- Map of Nazi Germany showing its administrative subdivisions (Gaue and Reichsgaue).
- Capital: Weimar
- • 1925–1927: Artur Dinter
- • 1927–1945: Fritz Sauckel
- • Establishment: 6 April 1925
- • Disestablishment: 8 May 1945
| Preceded by | Succeeded by |
| / Thuringia | Thuringia / ; Bavaria / ; Saxony-Anhalt (1945–1952) / |
- Today part of: Germany

= Gau Thuringia =

Administrative division of Nazi Germany

The Gau Thuringia (German: Gau Thüringen) formed on 6 April 1925, was an administrative division of Nazi Germany in the State of Thuringia from 1933 to 1945. Before that, from 1925 to 1933, it was the regional subdivision of the Nazi Party in that area.

==History==
The Nazi Gau (plural Gaue) system was originally established in a party conference on 22 May 1926, to improve administration of the party structure. From 1933 onwards, after the Nazi seizure of power, the Gaue increasingly replaced the German states as administrative subdivisions in Germany.

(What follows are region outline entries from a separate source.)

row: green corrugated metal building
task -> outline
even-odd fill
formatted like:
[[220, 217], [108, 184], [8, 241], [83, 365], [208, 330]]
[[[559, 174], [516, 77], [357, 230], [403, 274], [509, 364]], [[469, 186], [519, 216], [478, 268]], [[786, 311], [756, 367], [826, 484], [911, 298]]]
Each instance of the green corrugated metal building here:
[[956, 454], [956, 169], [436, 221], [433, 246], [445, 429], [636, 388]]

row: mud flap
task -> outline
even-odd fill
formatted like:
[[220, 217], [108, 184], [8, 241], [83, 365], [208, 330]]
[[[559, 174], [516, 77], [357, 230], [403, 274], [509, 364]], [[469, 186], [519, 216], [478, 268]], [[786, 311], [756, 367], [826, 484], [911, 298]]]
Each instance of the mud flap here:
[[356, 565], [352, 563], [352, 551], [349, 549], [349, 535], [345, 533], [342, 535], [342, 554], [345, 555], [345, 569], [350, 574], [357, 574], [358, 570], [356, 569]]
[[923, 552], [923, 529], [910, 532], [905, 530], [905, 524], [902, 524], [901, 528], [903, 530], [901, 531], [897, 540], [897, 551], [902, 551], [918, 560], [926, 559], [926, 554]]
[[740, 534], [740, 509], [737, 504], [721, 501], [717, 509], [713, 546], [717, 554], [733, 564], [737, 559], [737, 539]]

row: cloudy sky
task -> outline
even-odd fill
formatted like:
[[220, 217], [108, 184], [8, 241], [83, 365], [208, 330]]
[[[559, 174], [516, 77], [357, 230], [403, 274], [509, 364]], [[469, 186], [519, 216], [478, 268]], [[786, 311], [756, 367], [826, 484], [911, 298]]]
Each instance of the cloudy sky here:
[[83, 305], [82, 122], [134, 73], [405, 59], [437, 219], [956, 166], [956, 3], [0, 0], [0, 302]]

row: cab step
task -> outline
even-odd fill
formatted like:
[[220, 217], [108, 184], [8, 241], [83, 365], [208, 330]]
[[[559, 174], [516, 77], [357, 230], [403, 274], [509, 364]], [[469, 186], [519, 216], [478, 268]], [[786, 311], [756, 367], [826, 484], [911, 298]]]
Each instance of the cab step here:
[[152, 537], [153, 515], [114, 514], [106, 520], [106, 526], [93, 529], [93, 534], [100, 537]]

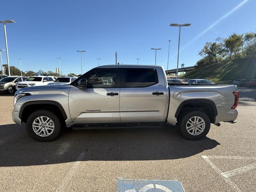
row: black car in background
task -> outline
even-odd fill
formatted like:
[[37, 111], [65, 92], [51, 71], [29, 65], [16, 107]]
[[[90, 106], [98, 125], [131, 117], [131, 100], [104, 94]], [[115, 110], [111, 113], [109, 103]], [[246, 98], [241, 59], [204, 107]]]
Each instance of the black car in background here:
[[232, 82], [232, 84], [238, 86], [246, 86], [246, 83], [248, 82], [249, 82], [248, 80], [245, 79], [235, 79]]

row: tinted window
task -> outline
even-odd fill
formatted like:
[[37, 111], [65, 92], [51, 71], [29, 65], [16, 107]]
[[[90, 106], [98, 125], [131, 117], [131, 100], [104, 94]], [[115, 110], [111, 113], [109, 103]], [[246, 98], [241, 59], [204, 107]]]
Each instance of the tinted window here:
[[48, 77], [44, 77], [43, 78], [43, 81], [46, 80], [46, 81], [49, 81], [49, 79]]
[[114, 87], [116, 71], [107, 70], [96, 72], [87, 78], [88, 87], [90, 88]]
[[41, 81], [42, 77], [30, 77], [26, 80], [28, 81]]
[[69, 82], [69, 78], [65, 78], [64, 77], [59, 77], [55, 80], [55, 82]]
[[155, 70], [126, 70], [126, 87], [140, 87], [149, 86], [158, 82]]
[[22, 81], [22, 80], [21, 78], [18, 78], [16, 80], [15, 80], [15, 82], [21, 82]]
[[16, 78], [14, 77], [5, 77], [0, 80], [2, 82], [11, 82], [14, 80]]

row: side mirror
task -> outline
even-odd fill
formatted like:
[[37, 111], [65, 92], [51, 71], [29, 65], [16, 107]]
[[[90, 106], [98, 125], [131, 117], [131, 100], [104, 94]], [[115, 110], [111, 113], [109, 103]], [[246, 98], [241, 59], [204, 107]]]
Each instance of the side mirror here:
[[87, 87], [87, 80], [83, 78], [79, 80], [77, 82], [77, 87], [80, 88], [85, 88]]

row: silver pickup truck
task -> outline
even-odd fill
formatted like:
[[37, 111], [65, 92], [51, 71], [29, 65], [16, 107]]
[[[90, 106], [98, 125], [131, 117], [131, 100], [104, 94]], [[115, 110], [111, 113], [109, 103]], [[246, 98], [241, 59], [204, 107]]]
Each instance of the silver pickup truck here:
[[234, 85], [168, 85], [161, 66], [108, 65], [69, 85], [20, 89], [12, 118], [42, 142], [74, 125], [146, 123], [178, 125], [185, 138], [196, 140], [207, 134], [211, 123], [236, 122], [238, 97]]

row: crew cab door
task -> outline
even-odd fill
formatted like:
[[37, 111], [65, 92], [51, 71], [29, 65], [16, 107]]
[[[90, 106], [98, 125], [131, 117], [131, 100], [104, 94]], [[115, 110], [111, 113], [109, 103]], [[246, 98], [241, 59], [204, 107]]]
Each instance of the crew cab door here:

At the head of each Gau stood a Gauleiter, a position which became increasingly more powerful, especially after the outbreak of the Second World War, with little interference from above. Local Gauleiters often held government positions as well as party ones and were in charge of, among other things, propaganda and surveillance and, from September 1944 onward, the Volkssturm and the defense of the Gau.

The position of Gauleiter in Thuringia was originally held by Artur Dinter. On 30 September 1927 Fritz Sauckel, his Deputy Gauleiter, took over and held this position until the end of the war. Sauckel also served as the Reich General Plenipotentiary for Labor Allocation. He was convicted at the Nuremberg trials and executed for war crimes and crimes against humanity on 16 October 1946. His deputies were Hans Severus Ziegler (1927-1931), Willy Marschler (1931–32), Fritz Wächtler (1932–35) and Heinrich Siekmeier (1936–45).

The Buchenwald concentration camp was located in the Gau Thuringia. Of the 238,980 prisoners that were sent to the camp 43,045 were killed.